Ni idealistas o inmorales.

Ni idealistas o inmorales.

Soledad o  momentos propios, minutos para  interiorizar lo que sucede a toda velocidad o eso que transcurre lentamente en la monotonía de la vida; En esas horas muertas que inspiran las más cortitas, ahí dónde la dicha se esfuman en un parpadeo. Donde la espera por fin encuentra redención. Solo vanos instantes de inspiración.
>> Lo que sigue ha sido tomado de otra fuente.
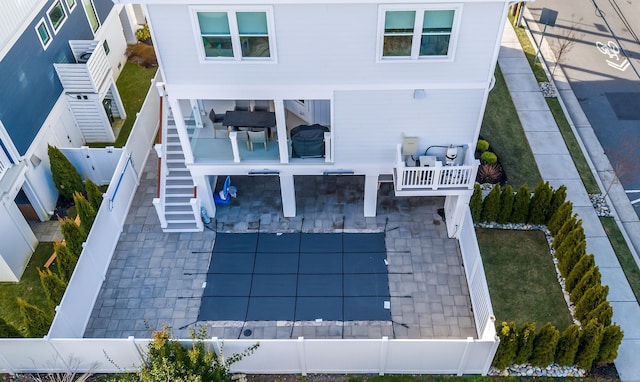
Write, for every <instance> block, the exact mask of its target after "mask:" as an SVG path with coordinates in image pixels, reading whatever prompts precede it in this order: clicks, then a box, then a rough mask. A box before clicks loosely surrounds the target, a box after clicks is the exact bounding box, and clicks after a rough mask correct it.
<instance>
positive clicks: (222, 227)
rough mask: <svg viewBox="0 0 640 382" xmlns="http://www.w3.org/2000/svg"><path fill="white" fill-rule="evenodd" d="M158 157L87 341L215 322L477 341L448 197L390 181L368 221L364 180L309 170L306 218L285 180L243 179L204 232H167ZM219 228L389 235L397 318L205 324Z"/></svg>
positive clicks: (99, 303)
mask: <svg viewBox="0 0 640 382" xmlns="http://www.w3.org/2000/svg"><path fill="white" fill-rule="evenodd" d="M155 163H156V162H155V161H154V160H153V158H149V160H148V163H147V166H146V169H145V174H144V175H143V178H142V182H141V184H140V187H139V188H138V194H137V195H136V197H135V199H134V201H133V205H132V208H131V210H130V212H129V216H128V218H127V221H126V224H125V227H124V231H123V233H122V234H121V237H120V241H119V243H118V246H117V248H116V251H115V253H114V256H113V260H112V262H111V265H110V267H109V271H108V272H107V277H106V279H105V281H104V283H103V286H102V289H101V291H100V294H99V296H98V299H97V301H96V304H95V306H94V310H93V314H92V316H91V319H90V321H89V324H88V326H87V330H86V331H85V337H98V338H100V337H102V338H105V337H106V338H124V337H127V336H135V337H138V338H141V337H150V335H151V333H150V332H149V330H148V328H152V329H154V328H159V327H161V326H162V325H169V326H171V327H172V328H173V331H174V334H175V335H176V336H178V337H181V338H187V337H188V335H189V328H190V327H193V326H194V325H197V324H206V325H207V326H208V329H209V335H210V336H217V337H219V338H222V339H224V338H227V339H232V338H233V339H235V338H254V339H261V338H262V339H279V338H283V339H284V338H287V339H289V338H297V337H299V336H303V337H305V338H345V339H346V338H381V337H382V336H388V337H389V338H399V339H412V338H415V339H418V338H419V339H428V338H440V339H442V338H467V337H474V338H477V333H476V328H475V325H474V319H473V313H472V312H471V303H470V298H469V289H468V286H467V283H466V279H465V274H464V270H463V267H462V260H461V255H460V250H459V246H458V242H457V240H455V239H449V238H448V237H447V232H446V226H445V224H444V222H443V218H442V217H441V215H442V214H441V213H439V209H442V207H443V204H444V198H435V197H396V196H394V194H393V190H392V189H391V187H390V184H383V185H382V186H381V188H380V190H379V195H378V214H377V216H376V217H370V218H365V217H363V216H362V210H363V208H364V206H363V203H364V196H363V193H362V190H363V189H364V177H359V176H300V177H296V179H295V188H296V205H297V208H298V214H297V216H296V217H295V218H285V217H283V216H282V205H281V200H280V183H279V180H278V177H277V176H254V177H250V176H235V177H232V183H233V185H235V186H236V187H238V198H237V199H234V200H232V201H231V203H230V204H228V205H219V206H217V207H218V208H217V213H216V218H215V219H213V220H212V222H211V223H210V224H209V225H208V227H207V229H205V231H204V232H199V233H163V232H162V230H161V229H160V224H159V222H158V218H157V215H156V213H155V211H154V209H153V207H152V205H151V200H152V199H153V197H154V194H155ZM216 190H219V186H218V188H216ZM217 232H225V233H252V232H253V233H256V232H260V233H268V232H270V233H278V232H281V233H296V232H298V233H299V232H303V233H366V232H370V233H383V234H384V237H385V243H386V251H387V257H386V259H387V261H388V272H389V274H388V280H389V292H390V296H391V297H390V311H391V321H322V322H319V321H206V322H198V321H197V320H198V313H199V310H200V303H201V297H202V295H203V292H204V282H205V281H206V278H207V269H208V267H209V262H210V258H211V253H212V250H213V246H214V240H215V238H216V235H217ZM247 329H249V330H247Z"/></svg>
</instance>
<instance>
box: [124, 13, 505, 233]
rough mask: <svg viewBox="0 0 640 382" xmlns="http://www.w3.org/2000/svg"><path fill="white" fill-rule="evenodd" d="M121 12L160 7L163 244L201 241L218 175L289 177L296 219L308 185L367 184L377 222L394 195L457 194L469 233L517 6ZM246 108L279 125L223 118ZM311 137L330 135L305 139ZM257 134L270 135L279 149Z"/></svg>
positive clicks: (158, 211)
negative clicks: (468, 222)
mask: <svg viewBox="0 0 640 382" xmlns="http://www.w3.org/2000/svg"><path fill="white" fill-rule="evenodd" d="M114 2H115V3H117V4H119V3H142V4H143V5H145V6H146V10H147V18H148V21H149V25H150V28H151V32H152V39H153V42H154V45H155V48H156V54H157V56H158V61H159V65H160V70H161V73H162V78H163V79H164V84H163V85H162V86H159V90H160V93H161V96H163V99H164V104H163V105H164V108H165V113H164V120H163V142H162V144H160V145H159V146H157V150H158V152H159V156H160V157H161V161H162V162H161V169H162V171H161V179H160V183H159V184H160V187H159V197H158V198H157V199H156V200H155V201H154V204H155V206H156V209H157V211H158V215H159V217H160V221H161V225H162V227H163V229H165V231H197V230H202V227H203V226H202V223H201V218H200V214H201V212H200V211H201V207H204V209H206V211H207V212H208V214H209V215H210V216H214V215H215V209H216V206H215V204H214V200H213V196H214V194H215V195H218V192H219V191H220V189H219V187H220V184H221V181H218V178H219V177H226V176H228V175H230V176H231V177H232V179H233V176H237V175H263V176H278V177H279V180H280V187H281V196H282V204H283V213H284V216H286V217H292V216H295V215H296V196H295V188H294V184H295V181H296V180H295V178H296V176H301V175H322V174H325V175H347V176H363V177H364V178H365V182H364V184H365V185H364V195H365V196H364V211H363V214H364V216H375V215H376V205H377V192H378V188H379V186H380V183H381V182H387V181H389V182H393V184H394V189H395V194H396V195H397V196H406V197H415V196H446V201H445V214H446V222H447V229H448V233H449V236H451V237H457V236H458V235H459V230H458V228H459V226H460V224H461V220H462V219H463V213H464V211H465V210H466V208H467V205H468V201H469V198H470V195H471V193H472V189H473V184H474V180H475V174H476V171H477V165H478V162H477V161H476V160H475V159H474V151H475V144H476V140H477V139H478V134H479V131H480V125H481V121H482V117H483V114H484V110H485V105H486V101H487V96H488V94H489V91H490V89H491V86H492V80H493V72H494V69H495V65H496V60H497V56H498V49H499V45H500V39H501V36H502V31H503V27H504V21H503V20H505V17H506V15H507V9H508V5H509V2H508V1H506V0H498V1H493V0H487V1H483V0H467V1H465V0H462V1H446V0H443V1H393V0H389V1H375V0H353V1H344V0H273V1H269V2H263V1H258V2H255V1H233V2H225V1H219V0H193V1H190V2H188V3H185V2H182V1H178V0H173V1H172V0H114ZM236 107H240V108H249V109H251V108H255V109H257V108H258V107H264V108H266V109H267V110H268V111H271V112H272V113H273V114H263V116H264V117H265V118H267V119H268V118H271V119H272V121H271V122H268V121H267V122H265V121H264V120H263V121H259V120H258V119H259V118H257V116H258V115H257V114H254V117H255V118H253V117H252V116H251V115H249V116H248V117H247V118H249V119H248V120H245V121H241V120H237V121H236V122H234V123H232V122H231V120H230V119H227V120H225V117H224V114H225V113H226V112H227V111H229V110H233V109H234V108H236ZM215 114H218V116H216V115H215ZM236 116H238V115H237V113H236ZM227 117H229V116H227ZM229 118H230V117H229ZM273 119H274V120H273ZM312 124H319V125H321V126H324V127H325V128H326V129H325V128H323V127H317V128H316V129H310V130H309V129H306V128H302V130H307V131H305V132H304V134H302V135H298V134H299V133H300V131H299V130H301V129H297V128H296V127H297V126H298V125H312ZM225 125H235V126H231V127H229V128H227V126H225ZM259 126H270V127H271V128H270V129H267V131H266V137H267V143H266V144H265V143H264V142H263V141H264V139H265V137H264V134H262V135H261V133H262V132H263V130H264V129H263V128H260V127H259ZM252 130H253V131H252ZM252 133H253V134H252ZM300 134H301V133H300ZM305 134H308V135H309V136H313V135H315V138H314V137H309V138H308V139H307V140H305V139H304V138H301V137H302V136H303V135H305ZM448 157H449V158H448ZM255 179H256V180H255V181H256V182H260V177H256V178H255ZM240 192H241V191H240Z"/></svg>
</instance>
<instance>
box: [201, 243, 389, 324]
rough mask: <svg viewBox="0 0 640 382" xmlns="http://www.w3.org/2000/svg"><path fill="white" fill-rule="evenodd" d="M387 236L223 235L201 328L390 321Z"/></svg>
mask: <svg viewBox="0 0 640 382" xmlns="http://www.w3.org/2000/svg"><path fill="white" fill-rule="evenodd" d="M386 257H387V253H386V248H385V241H384V233H329V234H319V233H283V234H275V233H247V234H237V233H234V234H230V233H218V234H217V236H216V241H215V245H214V248H213V254H212V256H211V263H210V265H209V271H208V273H207V284H206V287H205V290H204V293H203V296H202V303H201V305H200V312H199V314H198V321H313V320H317V319H322V320H324V321H367V320H370V321H389V320H391V311H390V310H389V309H388V308H385V301H389V281H388V277H387V266H386V261H385V259H386Z"/></svg>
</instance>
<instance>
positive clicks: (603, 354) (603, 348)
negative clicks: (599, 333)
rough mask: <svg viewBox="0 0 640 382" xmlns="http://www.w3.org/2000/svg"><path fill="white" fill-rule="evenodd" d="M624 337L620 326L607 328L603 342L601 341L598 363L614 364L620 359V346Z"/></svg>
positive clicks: (605, 328)
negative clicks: (615, 359) (619, 352)
mask: <svg viewBox="0 0 640 382" xmlns="http://www.w3.org/2000/svg"><path fill="white" fill-rule="evenodd" d="M622 337H624V332H623V331H622V330H620V326H618V325H611V326H605V328H604V330H603V331H602V341H600V349H598V356H597V357H596V362H598V363H611V362H613V361H614V360H615V359H616V358H617V357H618V346H620V343H621V342H622Z"/></svg>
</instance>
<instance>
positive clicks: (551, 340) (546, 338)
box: [529, 322, 560, 367]
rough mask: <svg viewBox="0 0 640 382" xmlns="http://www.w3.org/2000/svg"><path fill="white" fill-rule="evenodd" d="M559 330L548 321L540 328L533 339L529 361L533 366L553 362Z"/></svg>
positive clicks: (555, 352)
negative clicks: (531, 350) (532, 342)
mask: <svg viewBox="0 0 640 382" xmlns="http://www.w3.org/2000/svg"><path fill="white" fill-rule="evenodd" d="M559 339H560V332H559V331H558V329H556V327H555V326H553V325H551V323H550V322H547V323H546V324H544V326H543V327H542V328H540V332H538V334H536V338H535V339H534V340H533V349H532V351H531V357H530V358H529V361H530V362H531V364H532V365H533V366H539V367H546V366H548V365H549V364H551V363H553V359H554V355H555V353H556V347H557V346H558V340H559Z"/></svg>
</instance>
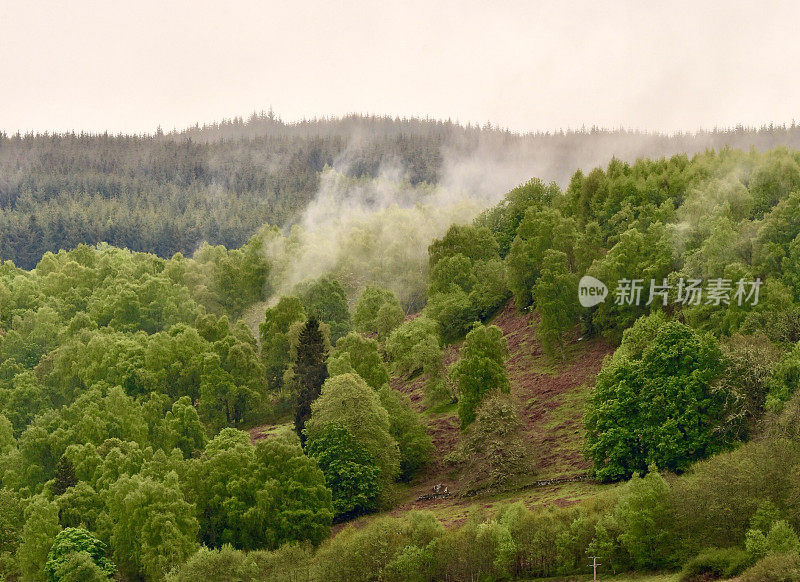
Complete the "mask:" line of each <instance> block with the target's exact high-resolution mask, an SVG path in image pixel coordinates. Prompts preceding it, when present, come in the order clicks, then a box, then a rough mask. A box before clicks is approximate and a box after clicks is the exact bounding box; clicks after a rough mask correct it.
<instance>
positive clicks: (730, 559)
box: [680, 548, 751, 582]
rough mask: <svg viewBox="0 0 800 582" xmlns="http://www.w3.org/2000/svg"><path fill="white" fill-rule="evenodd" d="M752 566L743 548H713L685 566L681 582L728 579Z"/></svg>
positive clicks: (693, 581) (681, 570) (742, 571)
mask: <svg viewBox="0 0 800 582" xmlns="http://www.w3.org/2000/svg"><path fill="white" fill-rule="evenodd" d="M750 564H751V560H750V556H749V555H748V554H747V552H745V551H743V550H742V549H741V548H724V549H719V548H711V549H708V550H704V551H703V552H700V553H699V554H698V555H697V556H695V557H694V558H692V559H691V560H689V561H688V562H686V564H684V566H683V569H682V570H681V575H680V580H681V582H694V581H696V580H708V579H709V578H711V579H728V578H732V577H734V576H738V575H739V574H741V573H742V572H743V571H744V570H745V568H747V567H748V566H749V565H750Z"/></svg>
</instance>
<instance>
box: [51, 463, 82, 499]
mask: <svg viewBox="0 0 800 582" xmlns="http://www.w3.org/2000/svg"><path fill="white" fill-rule="evenodd" d="M77 484H78V479H77V478H76V477H75V468H74V467H73V466H72V462H71V461H70V460H69V458H68V457H66V456H64V455H61V458H60V459H59V460H58V465H56V471H55V476H54V481H53V486H52V487H51V490H52V491H53V495H55V496H56V497H57V496H59V495H63V494H64V493H65V492H66V490H67V489H69V488H70V487H74V486H75V485H77Z"/></svg>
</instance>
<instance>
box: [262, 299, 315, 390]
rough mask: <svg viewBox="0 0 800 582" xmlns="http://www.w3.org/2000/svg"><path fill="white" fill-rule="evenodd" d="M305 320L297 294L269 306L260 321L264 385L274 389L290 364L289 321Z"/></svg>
mask: <svg viewBox="0 0 800 582" xmlns="http://www.w3.org/2000/svg"><path fill="white" fill-rule="evenodd" d="M305 320H306V312H305V309H304V308H303V304H302V302H301V301H300V300H299V299H298V298H297V297H281V298H280V299H279V300H278V303H276V304H275V306H274V307H268V308H267V310H266V314H265V317H264V321H263V322H262V323H261V324H260V325H259V335H260V338H261V357H262V360H263V361H264V366H265V367H266V372H267V385H268V386H269V388H270V390H277V389H278V388H280V387H281V384H282V383H283V376H284V374H285V373H286V370H287V369H288V368H289V366H290V365H291V340H290V338H289V335H288V334H289V329H290V328H291V326H292V324H294V323H296V322H298V321H305Z"/></svg>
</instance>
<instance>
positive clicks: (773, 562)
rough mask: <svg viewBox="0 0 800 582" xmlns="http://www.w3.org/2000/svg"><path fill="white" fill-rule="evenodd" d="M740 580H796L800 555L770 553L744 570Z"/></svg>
mask: <svg viewBox="0 0 800 582" xmlns="http://www.w3.org/2000/svg"><path fill="white" fill-rule="evenodd" d="M739 579H740V580H742V582H797V581H798V580H800V555H798V554H797V552H793V553H790V554H771V555H769V556H766V557H765V558H763V559H762V560H760V561H759V562H757V563H756V564H755V565H754V566H752V567H751V568H750V569H748V570H746V571H745V572H744V574H742V575H741V577H740V578H739Z"/></svg>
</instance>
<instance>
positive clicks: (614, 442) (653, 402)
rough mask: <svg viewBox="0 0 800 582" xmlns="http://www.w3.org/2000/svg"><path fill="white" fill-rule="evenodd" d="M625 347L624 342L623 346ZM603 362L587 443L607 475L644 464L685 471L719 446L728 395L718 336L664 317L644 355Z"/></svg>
mask: <svg viewBox="0 0 800 582" xmlns="http://www.w3.org/2000/svg"><path fill="white" fill-rule="evenodd" d="M623 345H624V343H623ZM627 349H630V348H625V347H623V353H622V354H621V355H620V356H619V357H614V358H613V359H611V360H610V361H607V362H606V364H605V365H604V366H603V369H602V370H601V372H600V373H599V374H598V376H597V382H596V385H595V389H594V391H593V392H592V395H591V399H590V404H589V409H588V412H587V415H586V420H585V422H586V427H587V437H586V447H587V452H588V454H589V456H590V458H592V460H593V461H594V468H595V473H596V474H597V476H598V477H599V478H601V479H604V480H613V479H620V478H624V477H628V476H630V475H632V474H633V473H634V472H636V471H642V470H644V469H646V468H647V466H648V465H649V464H655V465H656V467H658V468H659V469H669V470H671V471H685V470H686V469H687V468H688V467H689V465H690V464H691V462H692V461H694V460H697V459H702V458H704V457H706V456H708V455H710V454H713V453H715V452H718V451H720V450H722V449H724V448H725V447H726V446H727V444H728V443H729V442H730V441H729V439H730V437H729V436H727V435H725V434H724V433H720V432H719V430H718V428H719V427H720V424H721V421H722V419H723V416H724V403H725V394H724V393H723V392H721V391H720V390H717V389H715V382H716V380H717V379H718V378H719V377H720V375H721V373H722V370H723V368H722V364H721V353H720V350H719V348H718V346H717V344H716V341H715V340H714V339H713V338H712V337H709V336H704V335H700V334H698V333H696V332H694V331H693V330H692V329H691V328H689V327H687V326H685V325H683V324H680V323H677V322H669V323H665V324H663V325H661V326H660V327H659V329H658V332H657V333H656V334H655V336H654V337H653V339H652V341H651V342H649V344H648V345H647V347H646V348H644V350H643V351H642V352H641V358H636V357H628V356H627V355H625V351H626V350H627Z"/></svg>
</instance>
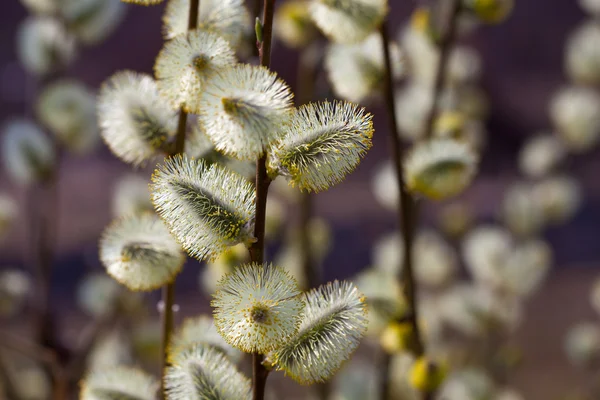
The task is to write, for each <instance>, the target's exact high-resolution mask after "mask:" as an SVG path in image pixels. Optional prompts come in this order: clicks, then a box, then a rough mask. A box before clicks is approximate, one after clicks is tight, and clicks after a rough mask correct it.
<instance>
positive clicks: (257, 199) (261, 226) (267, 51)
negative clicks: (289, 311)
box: [250, 0, 275, 400]
mask: <svg viewBox="0 0 600 400" xmlns="http://www.w3.org/2000/svg"><path fill="white" fill-rule="evenodd" d="M274 9H275V0H264V7H263V18H262V24H261V25H262V26H261V30H262V35H261V36H262V38H261V39H262V40H260V41H257V46H258V55H259V57H260V65H262V66H264V67H267V68H269V66H270V65H271V39H272V34H273V13H274V11H275V10H274ZM257 40H258V38H257ZM266 162H267V156H266V154H264V155H262V156H261V157H260V158H259V159H258V160H257V161H256V216H255V221H254V237H255V238H256V242H254V243H253V244H252V245H251V246H250V259H251V260H252V261H253V262H256V263H259V264H262V263H263V262H264V252H265V218H266V215H267V195H268V193H269V185H270V183H271V180H270V179H269V176H268V174H267V165H266ZM262 361H263V355H262V354H258V353H253V354H252V399H253V400H263V399H264V397H265V385H266V383H267V377H268V376H269V371H268V370H267V369H266V368H265V366H264V365H263V364H262Z"/></svg>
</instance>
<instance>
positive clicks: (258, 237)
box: [249, 155, 271, 264]
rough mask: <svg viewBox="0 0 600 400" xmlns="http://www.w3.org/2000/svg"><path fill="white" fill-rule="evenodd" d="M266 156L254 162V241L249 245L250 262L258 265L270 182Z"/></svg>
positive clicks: (263, 229)
mask: <svg viewBox="0 0 600 400" xmlns="http://www.w3.org/2000/svg"><path fill="white" fill-rule="evenodd" d="M266 161H267V156H266V155H263V156H262V157H260V158H259V159H258V160H257V161H256V216H255V219H254V237H255V238H256V241H255V242H254V243H252V245H250V249H249V250H250V260H251V261H253V262H256V263H259V264H262V263H263V262H264V261H265V255H264V251H265V218H266V216H267V195H268V193H269V185H270V184H271V180H270V179H269V176H268V175H267V168H266Z"/></svg>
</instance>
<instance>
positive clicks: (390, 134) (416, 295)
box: [380, 23, 424, 399]
mask: <svg viewBox="0 0 600 400" xmlns="http://www.w3.org/2000/svg"><path fill="white" fill-rule="evenodd" d="M380 32H381V39H382V40H381V41H382V46H383V54H384V61H385V74H384V85H383V87H384V99H385V105H386V107H387V114H388V118H389V128H390V129H389V132H390V134H389V137H390V147H391V151H392V162H393V164H394V168H395V173H396V179H397V183H398V188H399V191H400V202H399V210H398V215H397V216H398V225H399V227H400V230H401V231H402V241H403V243H402V245H403V247H404V249H405V251H404V253H405V255H404V261H403V265H402V268H401V271H402V272H401V276H399V277H398V279H399V281H400V283H401V287H402V288H403V291H404V297H405V298H406V302H407V307H408V310H407V314H408V315H409V318H408V319H409V323H410V324H411V327H412V333H413V340H411V348H410V351H411V352H412V353H413V354H414V355H415V356H417V357H419V356H421V355H423V353H424V346H423V341H422V339H421V333H420V329H419V324H418V320H419V317H418V310H417V287H416V284H415V279H414V272H413V257H414V254H413V239H414V235H415V225H416V207H415V206H416V205H415V203H414V200H413V198H412V196H411V195H410V193H408V191H407V190H406V186H405V184H404V176H403V173H402V161H403V159H404V149H403V147H402V144H401V143H400V136H399V134H398V125H397V121H396V113H395V108H396V107H395V99H394V86H393V84H394V82H393V79H392V68H391V61H390V51H389V37H388V33H387V27H386V24H385V23H384V24H382V25H381V29H380ZM390 361H391V360H390V357H389V356H384V357H383V359H382V372H383V373H384V374H386V375H385V376H382V377H381V381H380V396H381V398H382V399H389V398H390V394H389V384H388V382H387V381H388V379H389V376H388V372H389V363H390Z"/></svg>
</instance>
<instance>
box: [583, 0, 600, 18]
mask: <svg viewBox="0 0 600 400" xmlns="http://www.w3.org/2000/svg"><path fill="white" fill-rule="evenodd" d="M579 5H580V6H581V8H583V9H584V10H585V11H587V12H588V13H590V14H591V15H593V16H597V15H600V0H579Z"/></svg>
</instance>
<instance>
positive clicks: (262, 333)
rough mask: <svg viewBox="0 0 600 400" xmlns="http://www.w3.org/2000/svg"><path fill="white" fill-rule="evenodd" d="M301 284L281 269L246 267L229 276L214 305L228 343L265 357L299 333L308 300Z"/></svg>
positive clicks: (214, 307) (222, 328) (222, 288)
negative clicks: (304, 300)
mask: <svg viewBox="0 0 600 400" xmlns="http://www.w3.org/2000/svg"><path fill="white" fill-rule="evenodd" d="M299 294H300V290H299V288H298V283H297V282H296V281H295V280H294V279H293V278H292V277H291V276H290V275H289V274H288V273H287V272H286V271H285V270H284V269H283V268H281V267H275V266H273V265H270V264H265V265H261V264H256V263H251V264H245V265H242V266H239V267H237V268H236V269H234V270H233V272H231V273H230V274H228V275H226V276H225V277H224V278H223V279H222V280H221V282H219V285H218V287H217V292H216V293H215V294H214V296H213V301H212V302H211V305H212V306H213V307H214V309H215V310H214V315H215V325H216V327H217V330H218V331H219V333H220V334H221V336H223V338H224V339H225V341H226V342H227V343H229V344H230V345H232V346H233V347H235V348H238V349H240V350H242V351H244V352H246V353H260V354H265V353H267V352H269V351H272V350H275V349H277V348H278V347H280V346H282V345H284V344H286V343H288V342H289V341H290V340H291V338H292V337H293V335H295V334H296V332H297V331H298V326H299V325H300V315H301V313H302V309H303V308H304V301H303V299H301V298H300V296H299Z"/></svg>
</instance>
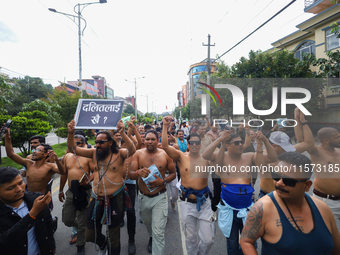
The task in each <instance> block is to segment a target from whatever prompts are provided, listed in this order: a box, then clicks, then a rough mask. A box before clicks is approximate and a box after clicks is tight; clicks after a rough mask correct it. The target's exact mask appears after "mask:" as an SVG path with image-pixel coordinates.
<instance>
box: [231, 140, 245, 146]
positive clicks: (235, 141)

 Se pueden delimitar quizá  como  momentos de mimetizar, de contraponer texturas, de observar a la distancia todo  lo que ha pasado y recordarlo, para reconocerlo y  depurarlo con el fin de mejorarnos: ser capaces  de irnos sin retorno. De no volver.  No es necesario empalagar, es esa incapacidad de espera… a lo mejor porque recela, pues nos hemos dicho muchas veces a nosotros mismos:- Que no tenemos  paciencia,  que el fuego se debe acercar con mucha precisión: “ni mucho que queme al santo ni poco que no lo alumbre”. Ni tan  salvaje, ni tan  desechable… Debemos vencer a los rentistas del miedo que nos cobran con el correr del tiempo, ese mismo que malgastamos con el que hasta nos endeudamos, debemos  romper esas falacias que abundan impunes en las redes, ahora al parecer  ¿reales, morales o asociales? No lo sé: Solamente veo una sociedad servil dispuesta a tragarse las mentiras grotescas. Ciega por decisión: Por convicción o  auto sumisión.

 Sin consumidores no tengo oportunidad de sembrar cambio, sin abono no hay futuro, derechito de culo pal estanco… prefieren vivir a dádiva de verdades elaboradas,  sin debatirlas, sin mencionar  que derechos les otorga su ciudadanía, ni como exigirlos… El pudor de demandar ser nombradas frente a la hipocresía normalizada. Les roban su palabra, nos despojan un derecho: una linda acción trasgresora, feminizadora que rapidito pone a temblar la historia, esa “a” fémina tan peligrosA para el lenguaje,  la que deseo resaltar, para no olvidar nunca más. Y así realmente se cuente lo evidente. No es solo taparnos un ojo y hacernos las victimas un ratico. A  aquellos que viven en el confort de la confianza que les otorgan sus privilegios, prejuicios, emociones y pasado no los comprendo. Nunca lo haré.

 No esperen que los vislumbre, ni quiero que me adviertan porque sé que no están al corriente de lo que les  hablo. No es por viejo, no es por sabio, si no por cascado y magullado. Por escuchar atento ese discurso diario donde nos uniforman solo por un salario. Pero el pensamiento sigue fraccionado. Quebrado. Individualizado.

Lo grande y puro siempre será controversial, siempre será incomodo, molesto. Como echar sal en las heridas, ese es para mí el tono, el clímax y el subtexto.  Por lo tanto objeto de amedrentamiento o amenazas. Mientras unos no pueden, otros  ni siquiera lo intentan. Siguen minimizando su importancia, en sus discursos fundamentalistas del buen vivir en el molde hegemónico, la libertad de expresión solo les importa hasta donde no hiera sus sensibilidades, entonces esa libertad relativa ya no es tan real, esa falta de convicción es lo que me deprime, lo que me ahuyenta. Fiscalizar los abusos de poder, con autoridad, autonomía, sin lamboneria ramplona para no desperdiciar esa oportunidad de devolver al país una voz profunda, esa voz del amor a la disciplina, a la humanidad, no a la mediocridad, ni la perfección. De saber: Corresponder a la altura y no desmerecer el privilegio de construir una mejor historia cada día. Cueste lo que cueste. Darlo todo por mí y para mí.

Describir que la decisión es felicidad, escribir me resuelve a  defender con argumentos una convicción personal, sin que me paguen o me muestren, si no por gusto y una conducta muy obsesiva. Un tanto terca que llaman…

Quedarse en la posición de víctima puede ser muy peligroso casi el camino más seguro. Pues se mantiene en el “ego-drama-queen” NO hay que evadir, con  la verdad en los dedos tomo mis certezas y digo con valor: Sí, puedo hacer algo mejor. Me merezco ser algo mejor.